Municipality in the west of the Brazilian state of Minas Gerais

Location of Ipiaçu in the state of Minas Gerais

Ipiaçu is a municipality in the west of the Brazilian state of Minas Gerais. As of 2020 the population was 4,225 in a total area of 470 km2. It became a municipality in 1962.

==Geography==
Ipiaçu is located at an elevation of 437 meters just south of the Paranaíba River in the Triângulo Mineiro. It belongs to the statistical microregion of Ituiutaba. Neighboring municipalities are Santa Vitória, Capinópolis and the state of Goiás.

===Distances===
- Belo Horizonte: 759 km.
- Santa Vitória: 28 km.
- Uberlândia: 210 km.
- Ituiutaba: 77 km.
- Itumbiara: 101

==Economic activities==
The most important economic activities are cattle raising, commerce, and agriculture. The GDP in 2005 was R$40,025,000. Ipiaçu is in the top tier of municipalities in the state with regard to economic and social development. It is in a region of good soils, adequate rainfall, and abundance of surface water. As of 2007 there was 1 banking agency in the town. There was a small retail commerce serving the surrounding area of cattle and agricultural lands. In the rural area there were 157 establishments employing about 1,800 workers. 72 of the farms had tractors. There were 278 automobiles in all of the municipality. There were 32,000 head of cattle in 2006. The crops with a planted area of more than 100 hectares were rice, sugarcane (6,379 ha.), soybeans (4,123 ha.), sorghum (803 ha.), and corn (1,540 ha.).

==Health and education==
In the health sector there were 03 clinics and one hospital with 14 beds. In the educational sector there were 02 primary schools and 01 middle school.

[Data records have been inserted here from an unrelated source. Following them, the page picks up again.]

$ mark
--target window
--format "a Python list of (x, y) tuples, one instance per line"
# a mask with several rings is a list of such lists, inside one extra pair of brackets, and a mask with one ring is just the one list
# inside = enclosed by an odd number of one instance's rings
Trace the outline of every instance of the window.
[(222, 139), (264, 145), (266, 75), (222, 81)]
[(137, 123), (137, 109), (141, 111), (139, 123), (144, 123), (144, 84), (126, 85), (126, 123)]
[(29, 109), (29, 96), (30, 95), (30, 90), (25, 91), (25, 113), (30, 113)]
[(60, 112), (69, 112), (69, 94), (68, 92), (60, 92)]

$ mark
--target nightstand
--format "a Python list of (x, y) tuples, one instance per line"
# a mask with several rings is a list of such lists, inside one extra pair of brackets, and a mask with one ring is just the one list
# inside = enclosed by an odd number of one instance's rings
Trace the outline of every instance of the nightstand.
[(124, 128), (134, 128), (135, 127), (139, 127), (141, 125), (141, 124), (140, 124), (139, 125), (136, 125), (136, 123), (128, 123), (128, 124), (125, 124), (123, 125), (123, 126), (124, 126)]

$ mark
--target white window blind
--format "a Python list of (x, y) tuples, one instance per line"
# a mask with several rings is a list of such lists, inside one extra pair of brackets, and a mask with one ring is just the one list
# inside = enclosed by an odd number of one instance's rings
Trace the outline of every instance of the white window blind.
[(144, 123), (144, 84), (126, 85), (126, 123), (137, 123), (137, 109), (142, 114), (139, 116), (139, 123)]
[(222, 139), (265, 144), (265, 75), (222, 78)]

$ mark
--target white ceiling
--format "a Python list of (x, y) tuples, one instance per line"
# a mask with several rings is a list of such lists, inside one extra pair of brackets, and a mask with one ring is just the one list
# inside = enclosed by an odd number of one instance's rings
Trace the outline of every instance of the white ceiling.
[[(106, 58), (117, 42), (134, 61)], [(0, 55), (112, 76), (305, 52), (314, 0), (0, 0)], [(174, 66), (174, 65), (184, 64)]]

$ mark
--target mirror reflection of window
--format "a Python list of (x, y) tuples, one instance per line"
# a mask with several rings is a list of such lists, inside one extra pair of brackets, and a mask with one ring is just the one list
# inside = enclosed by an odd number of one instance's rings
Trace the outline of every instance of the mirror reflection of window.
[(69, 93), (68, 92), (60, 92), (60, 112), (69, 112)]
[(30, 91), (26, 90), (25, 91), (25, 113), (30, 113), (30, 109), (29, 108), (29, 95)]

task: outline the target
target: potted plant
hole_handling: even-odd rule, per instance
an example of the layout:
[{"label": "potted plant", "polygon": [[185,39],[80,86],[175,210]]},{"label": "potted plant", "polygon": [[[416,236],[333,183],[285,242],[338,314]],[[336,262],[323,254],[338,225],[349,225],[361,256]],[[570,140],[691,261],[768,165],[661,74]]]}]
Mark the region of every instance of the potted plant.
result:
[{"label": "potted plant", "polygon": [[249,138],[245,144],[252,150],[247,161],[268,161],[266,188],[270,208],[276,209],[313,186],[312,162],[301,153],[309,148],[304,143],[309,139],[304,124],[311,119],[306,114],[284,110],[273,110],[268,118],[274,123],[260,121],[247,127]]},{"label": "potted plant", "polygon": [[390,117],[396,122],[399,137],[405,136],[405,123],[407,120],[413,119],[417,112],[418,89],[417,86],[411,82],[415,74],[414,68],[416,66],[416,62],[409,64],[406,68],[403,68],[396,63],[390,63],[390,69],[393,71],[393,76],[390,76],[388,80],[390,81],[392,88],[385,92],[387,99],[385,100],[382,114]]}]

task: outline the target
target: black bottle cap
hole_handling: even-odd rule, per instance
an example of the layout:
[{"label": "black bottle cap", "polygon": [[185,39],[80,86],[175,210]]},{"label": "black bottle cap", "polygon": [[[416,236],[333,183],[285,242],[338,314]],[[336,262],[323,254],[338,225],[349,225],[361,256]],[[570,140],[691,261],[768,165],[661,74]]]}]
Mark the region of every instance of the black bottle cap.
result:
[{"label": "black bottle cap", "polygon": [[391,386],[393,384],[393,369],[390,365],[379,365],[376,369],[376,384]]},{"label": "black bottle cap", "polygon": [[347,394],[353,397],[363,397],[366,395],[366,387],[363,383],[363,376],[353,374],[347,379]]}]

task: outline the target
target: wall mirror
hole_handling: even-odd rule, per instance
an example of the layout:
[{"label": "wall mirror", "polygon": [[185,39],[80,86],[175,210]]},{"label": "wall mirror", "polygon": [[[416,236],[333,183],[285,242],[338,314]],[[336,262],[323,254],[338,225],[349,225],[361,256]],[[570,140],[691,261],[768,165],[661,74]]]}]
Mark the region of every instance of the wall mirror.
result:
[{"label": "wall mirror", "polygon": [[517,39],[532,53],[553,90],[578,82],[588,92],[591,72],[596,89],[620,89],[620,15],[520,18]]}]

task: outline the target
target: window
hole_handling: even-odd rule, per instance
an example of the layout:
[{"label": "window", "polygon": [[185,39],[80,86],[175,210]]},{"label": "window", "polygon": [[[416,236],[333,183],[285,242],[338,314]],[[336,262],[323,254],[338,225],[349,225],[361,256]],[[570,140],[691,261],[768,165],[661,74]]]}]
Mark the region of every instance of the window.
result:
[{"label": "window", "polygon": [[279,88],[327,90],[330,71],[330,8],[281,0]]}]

- Municipal Human Development Index: 0.764 (2000)
- State ranking: 196 out of 853 municipalities as of 2000
- National ranking: 1,491 out of 5,138 municipalities as of 2000

The highest ranking municipality in Minas Gerais in 2000 was Poços de Caldas with 0.841, while the lowest was Setubinha with 0.568. Nationally the highest was São Caetano do Sul in São Paulo with 0.919, while the lowest was Setubinha. In more recent statistics (considering 5,507 municipalities) Manari in the state of Pernambuco has the lowest rating in the country—0,467—putting it in last place.